Lyme disease insurance isn’t necessarily something that people are always talking about, but it is an issue that becomes tremendously important to the millions of people who are afflicted with this tick-borne illness.
In Massachusetts, this bill is currently being battled out between patient advocates and insurance companies.
The Lyme disease insurance bill is certainly controversial. If it should pass, it would require long-term insurance coverage for patients who are experiencing the chronic symptoms of the disease, which affects thousands of people throughout the state with every new year. The disease is not only often difficult to diagnose, but it also comes with a broad spectrum of different kinds of symptoms and effects. These can be highly costly to the patients and can be financially detrimental.
There have been many reports of people without Lyme disease insurance who have remortgaged their homes.
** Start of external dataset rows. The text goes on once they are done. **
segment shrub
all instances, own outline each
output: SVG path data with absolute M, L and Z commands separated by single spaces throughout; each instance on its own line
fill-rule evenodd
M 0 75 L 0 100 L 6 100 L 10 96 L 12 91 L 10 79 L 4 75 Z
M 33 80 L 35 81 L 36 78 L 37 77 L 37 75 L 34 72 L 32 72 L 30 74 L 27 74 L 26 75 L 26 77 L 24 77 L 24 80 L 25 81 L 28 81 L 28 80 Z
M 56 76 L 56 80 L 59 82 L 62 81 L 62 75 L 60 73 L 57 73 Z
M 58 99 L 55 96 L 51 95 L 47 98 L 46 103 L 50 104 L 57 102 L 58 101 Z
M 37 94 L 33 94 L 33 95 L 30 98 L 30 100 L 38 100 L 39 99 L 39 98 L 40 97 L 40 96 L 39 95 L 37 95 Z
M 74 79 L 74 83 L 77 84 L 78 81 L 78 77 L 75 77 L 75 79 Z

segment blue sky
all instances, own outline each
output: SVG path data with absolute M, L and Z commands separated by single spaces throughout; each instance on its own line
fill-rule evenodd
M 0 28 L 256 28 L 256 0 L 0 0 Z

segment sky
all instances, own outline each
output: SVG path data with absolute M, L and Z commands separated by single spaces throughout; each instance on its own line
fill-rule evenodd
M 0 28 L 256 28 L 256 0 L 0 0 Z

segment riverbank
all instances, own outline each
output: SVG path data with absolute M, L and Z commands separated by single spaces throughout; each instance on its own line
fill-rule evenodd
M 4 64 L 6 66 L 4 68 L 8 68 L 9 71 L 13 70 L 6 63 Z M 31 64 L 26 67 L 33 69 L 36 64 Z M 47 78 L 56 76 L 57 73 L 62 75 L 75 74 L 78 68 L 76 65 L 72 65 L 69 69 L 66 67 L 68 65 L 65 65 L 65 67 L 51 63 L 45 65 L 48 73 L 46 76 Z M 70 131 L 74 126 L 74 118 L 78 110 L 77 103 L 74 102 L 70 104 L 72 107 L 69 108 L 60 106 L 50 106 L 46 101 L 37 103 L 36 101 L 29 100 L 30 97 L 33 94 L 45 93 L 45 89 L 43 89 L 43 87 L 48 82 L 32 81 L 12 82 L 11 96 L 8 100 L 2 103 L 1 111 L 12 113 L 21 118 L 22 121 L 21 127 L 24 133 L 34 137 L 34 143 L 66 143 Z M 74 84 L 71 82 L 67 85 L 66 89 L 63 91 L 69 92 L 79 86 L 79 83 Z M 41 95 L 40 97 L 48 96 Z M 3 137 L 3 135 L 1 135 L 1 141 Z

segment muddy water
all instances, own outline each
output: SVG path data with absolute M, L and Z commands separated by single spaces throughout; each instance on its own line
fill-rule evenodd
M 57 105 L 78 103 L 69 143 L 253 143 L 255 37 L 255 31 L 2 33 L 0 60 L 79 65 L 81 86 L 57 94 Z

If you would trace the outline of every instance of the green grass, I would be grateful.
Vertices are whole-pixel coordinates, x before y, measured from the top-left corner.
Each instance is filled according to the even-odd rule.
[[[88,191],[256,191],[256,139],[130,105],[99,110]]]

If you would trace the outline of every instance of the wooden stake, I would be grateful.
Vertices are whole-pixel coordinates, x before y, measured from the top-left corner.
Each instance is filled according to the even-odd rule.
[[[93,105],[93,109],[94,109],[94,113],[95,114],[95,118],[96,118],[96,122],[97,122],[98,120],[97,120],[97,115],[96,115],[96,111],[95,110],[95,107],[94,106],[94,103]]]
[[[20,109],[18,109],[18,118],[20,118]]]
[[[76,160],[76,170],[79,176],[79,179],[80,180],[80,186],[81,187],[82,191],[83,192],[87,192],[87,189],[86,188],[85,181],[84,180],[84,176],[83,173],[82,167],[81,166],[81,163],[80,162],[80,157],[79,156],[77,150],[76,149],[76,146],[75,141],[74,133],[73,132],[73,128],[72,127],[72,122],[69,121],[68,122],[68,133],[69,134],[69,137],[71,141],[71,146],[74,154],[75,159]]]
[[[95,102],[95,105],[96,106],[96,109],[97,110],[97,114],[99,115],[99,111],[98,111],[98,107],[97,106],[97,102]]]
These individuals are simply too sick to be able to keep up a steady job and find themselves not only without an income but also facing expenses related to treating the various symptoms. According to Trish McCleary, an advocate for Lyme disease patients and a former Massachusetts Lyme Disease Commission member, “We’ve got people remortgaging their homes. They’re too sick to work.” She believes that if this bill passes, it is “going to put people back to work. It’s going to save lives.”
The bill, entitled “An Act Relative to Lyme Disease Treatment Coverage,” has been filed in the Senate and in the House. It would require that the mandatory coverage for the condition be lengthened in a significant way. Currently, the required insurance coverage is for two to four weeks of antibiotics. The bill calls for treatment regimens that would extend as long as a doctor deems them to be necessary.
Rep. David Linsky and Senator Anne Gobi have sponsored the Lyme disease insurance legislation, which also boasts 140 co-sponsors and is expected to be decided upon this week. This comes at a time in which the state has reached the second highest incidence of this disease in the United States.